Heavy Braut, Asphalt Lady, Teufelsbraut und Lady Rock – so lauten Titel einiger Heavy Metal Bands der DDR.[1] Von jungen Frauen, die durch einen Konzertbesuch aus dem starren Arbeits- und Familienalltag ausbrechen, über besessene Motorradfahrerinnen bis hin zu durchtriebenen femme fatales thematisierten Musikgruppen wie Plattform, Hardholz, Feuerstein und Cobra ab Mitte der 1980er-Jahre das weibliche Geschlecht.[2] Lassen die in diesen Songs dargestellten Formen von Weiblichkeit auf die Emanzipation von Frauen in der sozialistischen Gesellschaft schließen? Und bot die von der Einheitspartei propagierte Gleichberechtigung Frauen in der DDR begünstigte Teilhabemöglichkeiten an einer Musikszene, die im „Westen“ traditionell männlich dominiert wurde?

 

Öffnungsmechanismen durch die SED-Politik

Um diesen Fragen nachzugehen, führte ich im Rahmen meiner Bachelorthesis Ende 2020 bis Anfang 2021 eine qualitative Interviewstudie mit vier Musikerinnen aus Hard-Rock und Heavy Metal Bands der DDR durch. Diese förderte einige sozial- und familienpolitische Öffnungsmechanismen für Frauen in der DDR zu Tage. Die kaum real umgesetzte, jedoch verfassungsmäßig seit 1949 festgeschriebene Gleichberechtigung der Geschlechter ermöglichte beispielsweise Partizipationschancen für Musikerinnen. Im Jahr 1984 wurde in einer Lokalzeitung, wenige Tage vor einem Konzertabend, ein Leserinnenbrief abgedruckt. Darin bemängeln die vier Verfasserinnen das vermutlich ausschließlich männliche Line-Up des Konzerts und setzen sich für die Auftrittsmöglichkeit der komplett weiblich zusammengesetzten Band einer meiner Interviewpartnerinnen ein:

»Wäre diese Veranstaltung nicht eine geeignete Gelegenheit, diesen fünf Mädchen die Chance zu geben, auch einmal vor eigenem Publikum spielen zu dürfen? Wir denken dabei auch ein bißchen mit an die Gleichberechtigung.«[3]

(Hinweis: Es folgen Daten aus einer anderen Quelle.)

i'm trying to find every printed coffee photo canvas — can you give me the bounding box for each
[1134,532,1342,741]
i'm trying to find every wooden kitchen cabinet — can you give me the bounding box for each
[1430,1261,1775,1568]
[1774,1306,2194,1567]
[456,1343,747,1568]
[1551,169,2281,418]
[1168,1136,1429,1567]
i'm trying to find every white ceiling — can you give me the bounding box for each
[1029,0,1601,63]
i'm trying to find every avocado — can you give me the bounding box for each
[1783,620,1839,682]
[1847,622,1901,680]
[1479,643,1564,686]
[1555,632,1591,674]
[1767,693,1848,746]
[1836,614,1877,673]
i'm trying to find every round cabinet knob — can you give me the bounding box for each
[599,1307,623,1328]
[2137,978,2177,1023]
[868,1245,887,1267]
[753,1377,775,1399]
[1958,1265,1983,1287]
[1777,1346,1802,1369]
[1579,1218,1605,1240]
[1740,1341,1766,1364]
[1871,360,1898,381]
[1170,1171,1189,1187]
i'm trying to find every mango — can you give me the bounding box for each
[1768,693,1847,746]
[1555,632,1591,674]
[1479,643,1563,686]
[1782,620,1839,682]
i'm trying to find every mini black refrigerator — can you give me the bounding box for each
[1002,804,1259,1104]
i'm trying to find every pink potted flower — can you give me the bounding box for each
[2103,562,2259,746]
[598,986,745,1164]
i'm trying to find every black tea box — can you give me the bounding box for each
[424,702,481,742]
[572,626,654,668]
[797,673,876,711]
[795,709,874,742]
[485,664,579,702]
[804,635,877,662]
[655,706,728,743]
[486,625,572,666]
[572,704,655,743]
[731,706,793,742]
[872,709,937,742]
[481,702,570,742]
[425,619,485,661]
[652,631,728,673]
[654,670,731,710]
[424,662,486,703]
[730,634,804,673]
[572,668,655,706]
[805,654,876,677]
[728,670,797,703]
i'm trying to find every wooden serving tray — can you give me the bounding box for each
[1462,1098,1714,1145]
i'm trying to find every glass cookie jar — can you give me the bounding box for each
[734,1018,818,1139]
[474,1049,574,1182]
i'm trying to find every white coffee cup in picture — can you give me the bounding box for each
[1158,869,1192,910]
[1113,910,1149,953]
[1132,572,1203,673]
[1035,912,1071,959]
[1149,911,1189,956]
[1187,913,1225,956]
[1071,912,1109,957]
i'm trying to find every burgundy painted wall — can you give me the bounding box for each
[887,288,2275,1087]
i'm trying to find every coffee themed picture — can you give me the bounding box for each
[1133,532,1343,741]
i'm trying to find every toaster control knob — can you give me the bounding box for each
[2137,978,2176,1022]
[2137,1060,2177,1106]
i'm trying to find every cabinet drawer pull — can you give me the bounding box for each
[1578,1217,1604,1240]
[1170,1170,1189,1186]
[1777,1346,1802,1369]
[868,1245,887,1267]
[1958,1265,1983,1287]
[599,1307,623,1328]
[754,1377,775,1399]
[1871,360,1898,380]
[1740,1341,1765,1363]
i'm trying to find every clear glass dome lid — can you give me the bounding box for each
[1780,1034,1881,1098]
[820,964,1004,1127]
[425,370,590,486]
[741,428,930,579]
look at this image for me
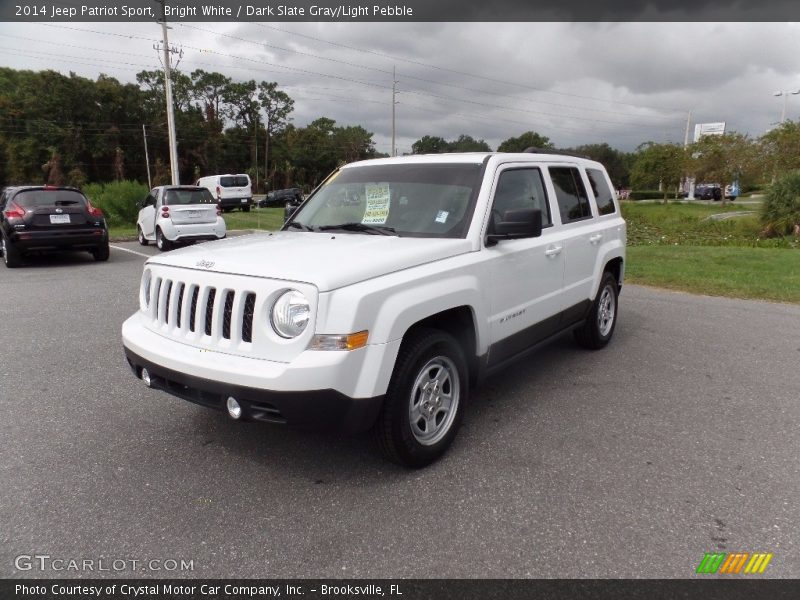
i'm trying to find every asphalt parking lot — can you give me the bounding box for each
[2,241,799,578]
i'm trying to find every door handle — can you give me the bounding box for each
[544,245,563,257]
[589,234,603,244]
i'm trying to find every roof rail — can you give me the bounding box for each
[522,147,591,159]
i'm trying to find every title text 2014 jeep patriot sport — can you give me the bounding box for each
[122,152,626,467]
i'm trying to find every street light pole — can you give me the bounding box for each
[774,89,800,123]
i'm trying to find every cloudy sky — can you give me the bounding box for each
[1,21,799,154]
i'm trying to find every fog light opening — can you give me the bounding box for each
[226,396,242,420]
[141,367,152,387]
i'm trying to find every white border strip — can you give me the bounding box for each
[110,245,151,259]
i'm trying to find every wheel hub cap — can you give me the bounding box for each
[409,356,460,446]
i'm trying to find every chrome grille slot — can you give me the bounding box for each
[152,277,162,321]
[163,280,173,325]
[222,290,235,340]
[204,288,216,337]
[189,286,199,332]
[242,293,256,343]
[175,283,185,329]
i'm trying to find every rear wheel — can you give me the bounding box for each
[1,234,22,268]
[137,226,148,246]
[155,227,172,252]
[574,271,618,350]
[242,205,251,212]
[92,241,110,262]
[374,327,468,468]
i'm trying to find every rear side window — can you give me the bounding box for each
[586,168,616,215]
[549,167,592,223]
[492,168,552,227]
[164,189,215,205]
[14,189,87,208]
[220,176,249,188]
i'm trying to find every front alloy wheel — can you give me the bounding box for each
[375,327,467,467]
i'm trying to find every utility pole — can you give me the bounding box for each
[683,110,694,200]
[154,0,180,185]
[254,120,259,193]
[683,110,692,148]
[142,124,152,189]
[391,66,398,157]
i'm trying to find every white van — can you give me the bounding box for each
[196,174,253,212]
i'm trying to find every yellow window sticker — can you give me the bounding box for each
[363,183,391,224]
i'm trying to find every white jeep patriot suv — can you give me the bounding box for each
[122,152,626,467]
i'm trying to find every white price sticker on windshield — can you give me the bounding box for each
[362,183,390,224]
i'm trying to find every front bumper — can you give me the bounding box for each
[124,347,382,433]
[121,314,385,433]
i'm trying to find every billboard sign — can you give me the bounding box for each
[693,122,726,142]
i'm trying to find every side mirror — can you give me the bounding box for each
[487,208,542,244]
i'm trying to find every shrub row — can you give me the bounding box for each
[83,180,148,227]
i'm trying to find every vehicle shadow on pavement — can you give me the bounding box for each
[2,251,100,269]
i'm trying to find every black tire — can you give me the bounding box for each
[92,241,110,262]
[2,233,22,268]
[374,327,468,468]
[574,271,619,350]
[242,205,251,212]
[155,227,172,252]
[137,226,148,246]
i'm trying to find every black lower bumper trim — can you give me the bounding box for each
[124,347,383,434]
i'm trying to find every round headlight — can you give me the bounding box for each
[140,269,152,311]
[270,290,310,338]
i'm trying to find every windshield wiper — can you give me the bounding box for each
[285,221,315,231]
[318,222,397,235]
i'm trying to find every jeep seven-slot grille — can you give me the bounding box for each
[150,278,256,346]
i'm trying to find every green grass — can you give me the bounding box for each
[622,202,798,249]
[108,207,284,240]
[622,202,799,303]
[626,246,800,303]
[222,207,284,231]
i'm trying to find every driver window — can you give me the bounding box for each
[491,168,552,228]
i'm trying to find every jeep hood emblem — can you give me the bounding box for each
[196,259,215,269]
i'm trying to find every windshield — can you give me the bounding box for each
[288,163,482,238]
[164,189,215,205]
[220,176,249,188]
[15,189,87,208]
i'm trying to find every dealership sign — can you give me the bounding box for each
[693,122,726,142]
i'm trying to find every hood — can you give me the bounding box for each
[147,232,473,291]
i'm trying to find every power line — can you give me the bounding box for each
[252,22,684,114]
[181,22,678,123]
[20,25,681,133]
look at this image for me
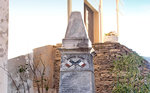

Die Zuschrift resultierte tatsächlich im Auftritt der Band an besagtem Abend. Aus dieser Episode wird deutlich, dass Frauen die Gleichberechtigung zumindest teilweise erfolgreich einklagten. Einen weiteren von mir festgestellten Öffnungsmechanismus bildete die Einbeziehung der Frauen in den Erwerbsprozess. Übereinstimmend berichteten mir meine Interviewpartnerinnen, dass ihre aktive Teilhabe an der männlich dominierten Heavy Metal Szene für sie selbstverständlich war. Dies begründeten sie damit, dass auch viele andere Berufszweige in Industrie und Handwerk, die vormals als Männerbastionen galten, mittlerweile für Frauen geöffnet wurden.[4] Und auch die Familienpolitik der DDR erleichterte mitunter die Teilhabechancen von Frauen in der Szene. Eine der von mir interviewten Sängerinnen baute ihre Musikerinnenkarriere nach der Geburt ihres Kindes und der Trennung vom Kindesvater weiter aus. Neben der Hilfe durch ihre (Groß-)Eltern, profitierte sie auch von der gut ausgebauten staatlichen Kinderbetreuungsstruktur und dem Anrecht auf Unterhaltszahlungen ihres Ex-Partners.

 

„Exotinnen“ innerhalb der Szene?

Mit Blick auf die Zusammensetzungen der Heavy Metal Bands der DDR wird jedoch schnell deutlich, dass es trotz der genannten Öffnungsmechanismen nur vereinzelt zu Partizipation von Musikerinnen an der Szene kam. In gemischtgeschlechtlich zusammengesetzten Bands blieb Frauen ausschließlich die Rolle der Sängerin, während die Instrumente durchgehend von Männern gespielt wurden.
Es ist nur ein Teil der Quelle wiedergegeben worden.